OK, so now we know that it is a frequency selective/ frequency rejecting Ac dBvolt meter. That explains the tuned circuits in the circuit. The requirement is only to measure signal strength at specific frequencies.. Not at all like most audio frequency VU meters!

 

The output of the AD8307 IS 25mV/dBm, from 0.5v @-70dBm to 2.5v @ +10dBm, where 10dbm = 0dBV (equivalent to 1v into 50ohm). I can confirm, from LTSpice, that the meter can be anything from 0 - 250uA to 0 - 2mA, or even a 250 - 0 -250uA thru 1 - 0 - 1mA, depending on the settings of RP53/RP54.

 

There is a dead short between VCC and GND through the PWR_FLAG net. Check the upper-left and center-right areas of the schematic.

ak

 

There is a dead short between VCC and GND through the PWR_FLAG net. Check the upper-left and center-right areas of the schematic.

ak

That's not a short... PWR_FLAG isn't a connection, its a hint for the rules checker to identify power sources and applies to all power and ground lines.

 

Correct. KiCAD has an 'electrical rules check' feature that allows you to proofread schematics, catching missed connections and the like. The flags really should be at or near the respective sources, so I ended up moving the ground flag down to the power switch circuitry (and I seem to remember now it was indeed push-button on / automatic off).

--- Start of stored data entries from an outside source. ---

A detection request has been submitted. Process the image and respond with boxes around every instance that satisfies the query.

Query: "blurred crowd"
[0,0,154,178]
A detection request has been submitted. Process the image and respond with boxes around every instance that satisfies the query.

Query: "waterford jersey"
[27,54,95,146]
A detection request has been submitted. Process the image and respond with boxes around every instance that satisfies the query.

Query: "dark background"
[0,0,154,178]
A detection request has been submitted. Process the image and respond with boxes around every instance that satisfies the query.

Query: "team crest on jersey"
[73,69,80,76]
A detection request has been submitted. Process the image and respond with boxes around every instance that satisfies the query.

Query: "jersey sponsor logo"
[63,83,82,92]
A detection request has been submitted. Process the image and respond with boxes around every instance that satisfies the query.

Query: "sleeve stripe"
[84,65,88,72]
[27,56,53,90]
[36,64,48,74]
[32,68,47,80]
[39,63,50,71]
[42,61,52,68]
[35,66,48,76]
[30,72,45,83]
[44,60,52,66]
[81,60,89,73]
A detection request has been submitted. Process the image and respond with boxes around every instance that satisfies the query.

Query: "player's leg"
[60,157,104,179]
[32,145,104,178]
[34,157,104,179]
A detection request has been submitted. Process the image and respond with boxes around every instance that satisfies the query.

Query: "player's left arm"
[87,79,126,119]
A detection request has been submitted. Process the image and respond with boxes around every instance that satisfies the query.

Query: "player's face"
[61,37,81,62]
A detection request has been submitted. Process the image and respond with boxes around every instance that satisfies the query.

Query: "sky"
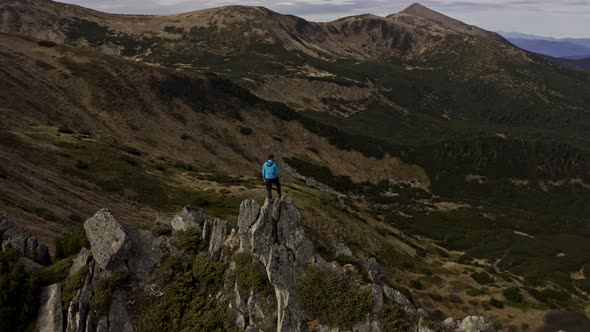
[58,0,590,38]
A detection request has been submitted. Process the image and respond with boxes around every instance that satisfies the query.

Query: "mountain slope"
[391,3,509,44]
[2,1,590,329]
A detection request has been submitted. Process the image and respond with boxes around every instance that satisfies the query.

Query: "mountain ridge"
[2,1,590,330]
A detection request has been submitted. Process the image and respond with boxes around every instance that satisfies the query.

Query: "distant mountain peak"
[393,2,508,44]
[400,3,440,15]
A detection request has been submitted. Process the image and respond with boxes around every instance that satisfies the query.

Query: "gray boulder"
[170,207,207,232]
[334,243,353,257]
[37,284,63,332]
[443,318,460,329]
[0,216,50,265]
[84,209,130,270]
[457,316,495,332]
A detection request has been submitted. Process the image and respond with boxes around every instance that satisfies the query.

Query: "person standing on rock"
[262,154,282,200]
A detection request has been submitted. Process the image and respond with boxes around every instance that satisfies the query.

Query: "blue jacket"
[262,160,280,180]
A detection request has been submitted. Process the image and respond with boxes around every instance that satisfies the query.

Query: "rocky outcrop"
[444,316,496,332]
[0,216,50,265]
[208,218,228,261]
[37,284,63,332]
[170,207,207,232]
[108,290,134,332]
[125,227,167,276]
[237,196,315,332]
[69,247,91,276]
[66,260,97,332]
[64,209,168,332]
[1,197,502,332]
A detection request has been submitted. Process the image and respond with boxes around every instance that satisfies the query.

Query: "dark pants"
[265,178,281,199]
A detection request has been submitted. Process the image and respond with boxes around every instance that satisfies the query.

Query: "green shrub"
[239,126,253,136]
[415,247,427,258]
[233,253,272,295]
[37,40,57,48]
[0,249,38,332]
[58,126,74,134]
[90,272,131,316]
[62,265,90,305]
[152,224,173,237]
[192,253,227,292]
[380,300,414,331]
[55,229,90,259]
[409,280,425,290]
[466,287,488,296]
[300,268,373,327]
[502,287,524,303]
[174,228,203,254]
[457,255,473,265]
[471,271,495,285]
[137,254,229,332]
[35,258,73,286]
[526,287,570,307]
[487,297,504,309]
[174,161,195,172]
[334,254,356,266]
[75,160,89,169]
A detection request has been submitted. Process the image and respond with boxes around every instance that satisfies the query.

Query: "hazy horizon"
[55,0,590,39]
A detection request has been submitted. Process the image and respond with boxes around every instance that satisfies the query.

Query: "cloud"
[58,0,590,38]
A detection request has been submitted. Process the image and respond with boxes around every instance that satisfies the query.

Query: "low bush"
[62,265,90,305]
[55,229,90,259]
[37,40,57,48]
[380,300,414,331]
[466,287,488,296]
[334,254,356,266]
[90,272,131,316]
[409,280,425,290]
[300,268,373,327]
[0,249,38,332]
[35,258,73,286]
[152,224,173,237]
[526,287,570,307]
[137,254,229,332]
[239,126,253,136]
[503,287,524,303]
[174,228,203,254]
[487,297,505,309]
[471,271,495,285]
[233,253,272,296]
[58,126,75,134]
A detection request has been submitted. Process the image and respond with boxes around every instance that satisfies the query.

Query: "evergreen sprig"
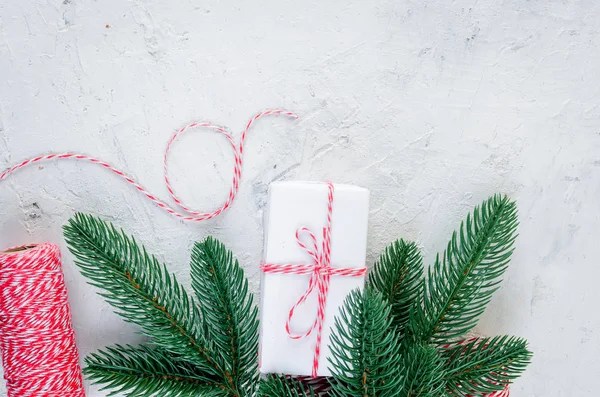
[190,237,260,396]
[410,194,519,345]
[399,343,445,397]
[64,214,218,375]
[367,239,423,337]
[64,193,531,397]
[64,214,257,396]
[441,336,533,396]
[84,344,225,397]
[258,375,316,397]
[328,289,403,397]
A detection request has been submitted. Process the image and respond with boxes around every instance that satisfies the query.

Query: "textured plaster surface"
[1,0,599,396]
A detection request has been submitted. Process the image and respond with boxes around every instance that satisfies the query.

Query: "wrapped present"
[259,181,370,377]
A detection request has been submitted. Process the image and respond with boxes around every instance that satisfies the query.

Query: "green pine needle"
[368,239,423,336]
[63,214,220,376]
[400,343,445,397]
[441,336,533,396]
[84,344,226,397]
[411,194,519,345]
[258,375,316,397]
[328,288,404,397]
[190,237,260,396]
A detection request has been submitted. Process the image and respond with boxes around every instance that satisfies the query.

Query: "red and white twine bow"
[260,182,367,377]
[0,110,298,221]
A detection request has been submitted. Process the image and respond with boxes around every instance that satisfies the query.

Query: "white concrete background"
[0,0,598,395]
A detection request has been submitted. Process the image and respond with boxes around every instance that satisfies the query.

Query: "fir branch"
[368,239,423,335]
[411,195,519,345]
[441,336,532,396]
[63,200,532,397]
[84,344,226,397]
[258,375,316,397]
[190,237,260,397]
[400,343,445,397]
[328,288,404,397]
[63,214,219,376]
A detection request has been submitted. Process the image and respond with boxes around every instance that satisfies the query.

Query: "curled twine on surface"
[0,243,85,397]
[0,109,299,221]
[261,182,368,378]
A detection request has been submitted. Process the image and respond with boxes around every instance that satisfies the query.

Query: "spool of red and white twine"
[0,244,85,397]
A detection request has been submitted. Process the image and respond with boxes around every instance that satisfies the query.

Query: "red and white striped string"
[0,243,85,397]
[261,182,367,378]
[0,109,298,222]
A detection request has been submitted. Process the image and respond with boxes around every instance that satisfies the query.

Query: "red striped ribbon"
[261,182,367,378]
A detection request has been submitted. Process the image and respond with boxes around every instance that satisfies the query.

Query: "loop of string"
[260,182,367,377]
[0,109,298,221]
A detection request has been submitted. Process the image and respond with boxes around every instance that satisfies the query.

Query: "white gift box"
[259,181,370,377]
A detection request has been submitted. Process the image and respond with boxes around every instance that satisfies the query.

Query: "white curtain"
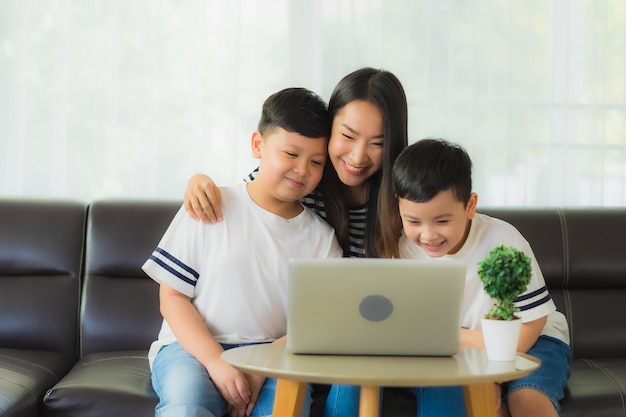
[1,0,625,206]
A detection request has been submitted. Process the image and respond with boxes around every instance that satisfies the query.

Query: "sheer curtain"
[1,0,625,206]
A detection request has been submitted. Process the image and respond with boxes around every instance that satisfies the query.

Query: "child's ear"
[251,131,263,159]
[466,192,478,219]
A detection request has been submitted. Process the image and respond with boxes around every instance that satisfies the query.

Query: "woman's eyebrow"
[341,123,384,140]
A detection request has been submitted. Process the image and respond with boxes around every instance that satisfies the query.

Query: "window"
[1,0,624,206]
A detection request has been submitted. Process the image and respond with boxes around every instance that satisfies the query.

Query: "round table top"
[222,343,540,387]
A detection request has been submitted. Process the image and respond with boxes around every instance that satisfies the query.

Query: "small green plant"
[477,245,532,321]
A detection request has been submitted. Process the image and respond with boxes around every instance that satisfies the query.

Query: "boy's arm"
[159,284,252,411]
[516,316,547,353]
[460,315,547,353]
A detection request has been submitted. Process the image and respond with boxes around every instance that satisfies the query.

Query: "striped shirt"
[301,193,367,258]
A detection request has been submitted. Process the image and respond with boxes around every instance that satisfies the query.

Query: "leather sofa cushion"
[560,358,626,417]
[0,199,86,417]
[0,199,85,355]
[0,348,76,417]
[81,200,180,356]
[42,350,157,417]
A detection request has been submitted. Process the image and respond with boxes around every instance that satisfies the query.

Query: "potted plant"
[477,245,532,361]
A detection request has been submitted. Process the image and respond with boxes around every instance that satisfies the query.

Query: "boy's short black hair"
[392,138,473,205]
[257,87,331,139]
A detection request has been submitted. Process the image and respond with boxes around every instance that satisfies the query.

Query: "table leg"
[359,385,380,417]
[462,383,498,417]
[272,378,307,417]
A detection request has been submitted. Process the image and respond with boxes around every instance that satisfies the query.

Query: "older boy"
[394,138,570,417]
[142,88,342,417]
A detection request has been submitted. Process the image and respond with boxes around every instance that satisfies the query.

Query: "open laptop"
[286,258,466,356]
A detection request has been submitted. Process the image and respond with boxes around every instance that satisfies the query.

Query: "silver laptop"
[286,258,466,356]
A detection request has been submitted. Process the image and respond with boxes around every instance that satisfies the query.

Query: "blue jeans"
[152,341,313,417]
[324,336,570,417]
[324,385,465,417]
[502,335,571,413]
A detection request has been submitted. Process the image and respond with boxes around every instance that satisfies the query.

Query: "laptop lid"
[286,258,466,356]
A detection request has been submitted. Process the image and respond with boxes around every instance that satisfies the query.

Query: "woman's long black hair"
[318,67,408,258]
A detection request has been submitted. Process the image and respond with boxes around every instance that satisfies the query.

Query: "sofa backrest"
[0,199,86,357]
[4,199,623,363]
[80,200,180,356]
[480,208,626,360]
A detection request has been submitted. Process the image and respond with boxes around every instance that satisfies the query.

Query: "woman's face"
[328,100,385,199]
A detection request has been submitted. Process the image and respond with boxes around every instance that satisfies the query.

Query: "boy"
[394,138,571,417]
[142,88,343,417]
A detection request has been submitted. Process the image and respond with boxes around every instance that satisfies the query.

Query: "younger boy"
[394,138,571,417]
[142,88,342,417]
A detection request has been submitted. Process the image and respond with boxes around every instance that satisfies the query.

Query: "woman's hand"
[184,173,223,223]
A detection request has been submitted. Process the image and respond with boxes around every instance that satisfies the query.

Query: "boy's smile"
[398,189,477,257]
[248,127,327,218]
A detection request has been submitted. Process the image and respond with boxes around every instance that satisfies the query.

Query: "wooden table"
[222,343,540,417]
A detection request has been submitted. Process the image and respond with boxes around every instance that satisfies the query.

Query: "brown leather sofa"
[1,199,625,417]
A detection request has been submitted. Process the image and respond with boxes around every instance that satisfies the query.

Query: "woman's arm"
[184,173,223,223]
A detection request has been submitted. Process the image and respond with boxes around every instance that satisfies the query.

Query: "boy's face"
[252,127,327,204]
[398,189,477,258]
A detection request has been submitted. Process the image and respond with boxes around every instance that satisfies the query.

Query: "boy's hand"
[228,404,245,417]
[228,373,266,417]
[184,174,223,224]
[495,382,510,417]
[495,383,501,408]
[245,373,266,416]
[206,359,251,411]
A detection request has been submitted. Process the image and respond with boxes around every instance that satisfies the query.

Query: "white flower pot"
[481,317,522,361]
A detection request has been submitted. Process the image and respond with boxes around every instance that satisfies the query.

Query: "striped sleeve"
[142,205,204,297]
[515,285,552,313]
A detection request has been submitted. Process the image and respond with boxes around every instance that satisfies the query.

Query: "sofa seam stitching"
[0,356,61,379]
[595,364,626,417]
[80,355,148,365]
[0,373,44,403]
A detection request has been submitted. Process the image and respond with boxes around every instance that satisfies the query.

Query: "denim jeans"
[324,336,571,417]
[152,341,313,417]
[502,335,571,413]
[324,385,466,417]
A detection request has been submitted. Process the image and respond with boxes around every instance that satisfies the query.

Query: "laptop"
[286,258,466,356]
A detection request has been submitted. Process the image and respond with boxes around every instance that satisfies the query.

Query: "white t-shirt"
[143,183,343,366]
[399,213,570,345]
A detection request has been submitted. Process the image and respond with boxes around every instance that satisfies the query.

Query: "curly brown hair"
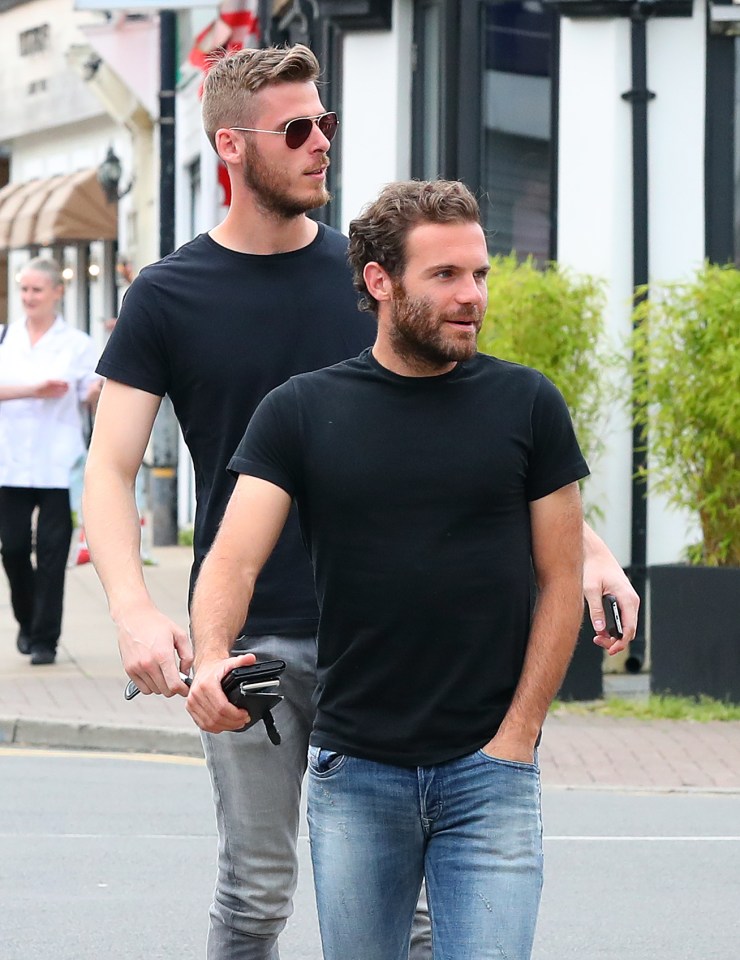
[202,44,320,151]
[347,180,481,314]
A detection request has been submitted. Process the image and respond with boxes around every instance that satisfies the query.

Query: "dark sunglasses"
[230,111,339,150]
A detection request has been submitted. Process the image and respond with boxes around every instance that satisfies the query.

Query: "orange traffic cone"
[75,527,91,565]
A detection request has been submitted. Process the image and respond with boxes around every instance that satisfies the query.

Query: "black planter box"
[650,564,740,703]
[558,605,603,701]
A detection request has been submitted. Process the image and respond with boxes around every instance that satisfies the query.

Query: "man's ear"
[363,262,394,304]
[214,128,243,166]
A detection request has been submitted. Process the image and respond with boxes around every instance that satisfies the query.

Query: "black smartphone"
[602,594,624,639]
[221,659,287,700]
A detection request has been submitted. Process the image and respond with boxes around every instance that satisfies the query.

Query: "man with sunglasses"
[83,44,637,960]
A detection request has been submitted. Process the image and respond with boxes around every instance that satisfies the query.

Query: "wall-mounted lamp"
[88,262,101,279]
[97,146,133,204]
[62,266,75,281]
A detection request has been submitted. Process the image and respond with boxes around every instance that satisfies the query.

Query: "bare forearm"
[0,384,39,400]
[83,460,151,621]
[0,385,28,400]
[498,577,583,741]
[190,553,255,668]
[493,483,585,753]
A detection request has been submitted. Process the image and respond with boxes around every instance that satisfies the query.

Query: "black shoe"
[30,648,56,666]
[16,629,31,655]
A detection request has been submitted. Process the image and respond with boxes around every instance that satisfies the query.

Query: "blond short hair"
[20,256,63,289]
[202,44,320,151]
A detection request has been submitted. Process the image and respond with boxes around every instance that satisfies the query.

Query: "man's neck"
[210,199,319,256]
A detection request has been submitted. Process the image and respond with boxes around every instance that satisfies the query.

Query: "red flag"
[189,0,260,206]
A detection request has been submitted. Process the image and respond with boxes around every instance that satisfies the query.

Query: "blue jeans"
[307,747,543,960]
[201,635,433,960]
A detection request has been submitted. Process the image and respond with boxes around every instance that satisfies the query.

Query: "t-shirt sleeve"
[526,374,590,502]
[95,274,170,397]
[228,383,301,498]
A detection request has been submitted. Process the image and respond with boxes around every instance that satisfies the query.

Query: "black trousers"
[0,486,73,653]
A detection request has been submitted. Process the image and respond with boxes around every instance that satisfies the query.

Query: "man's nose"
[456,274,485,304]
[309,123,332,152]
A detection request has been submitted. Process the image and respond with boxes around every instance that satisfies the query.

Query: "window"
[412,0,556,260]
[19,24,50,56]
[480,1,554,262]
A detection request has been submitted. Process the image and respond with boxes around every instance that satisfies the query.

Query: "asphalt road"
[1,748,738,959]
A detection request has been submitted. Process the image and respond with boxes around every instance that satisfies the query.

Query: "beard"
[388,282,482,371]
[241,141,330,219]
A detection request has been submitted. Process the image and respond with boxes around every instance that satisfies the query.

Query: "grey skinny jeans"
[201,633,432,960]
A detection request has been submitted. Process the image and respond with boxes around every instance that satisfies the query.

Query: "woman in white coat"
[0,257,101,664]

Incidentally, the transceiver amplifier cards were capable of putting out a hefty signal (think it was like 600Vp-p), to where it has a 100:1 voltage divider to sample the output voltage and a small CT loop to sample the output amperage as well. I do have a question about that card and could start a separate thread if there is interest.

 

(and I seem to remember now it was indeed push-button on / automatic off).

Yes, I simulated it with LTSpice. Needs a switch closure of >10ms to latch and turns off after about 260sec.

 

Coming back to this - found some notes that suggested the values of the mystery parts:

C15 = 10pF, R41 = 20K, R56 = 470, D5 is a green LED.

Found some literature that speaks of this unit.
Unit is calibrated to read from -60dB to +20dBV, +/- 2dB accuracy. Bandwidth 400Hz, attenuator for +0, +20, or +40dB.

 

The U10B opamp is configured as an integrator so its output will be the time-averaged level of the input voltage, ie the RMS voltage.

Isn't that likely the time-averaged level of the rectified average, (not RMS) voltage.?

 

Isn't that likely the time-averaged level of the rectified average, (not RMS) voltage.?

Well yes, but the difference is just a scaling factor. The RMS of a sine wave is Vmax/√2 and that of the rectified 1/2 wave is Vmax/2, so has no material effect on the circuit operation given sufficient gain coverage.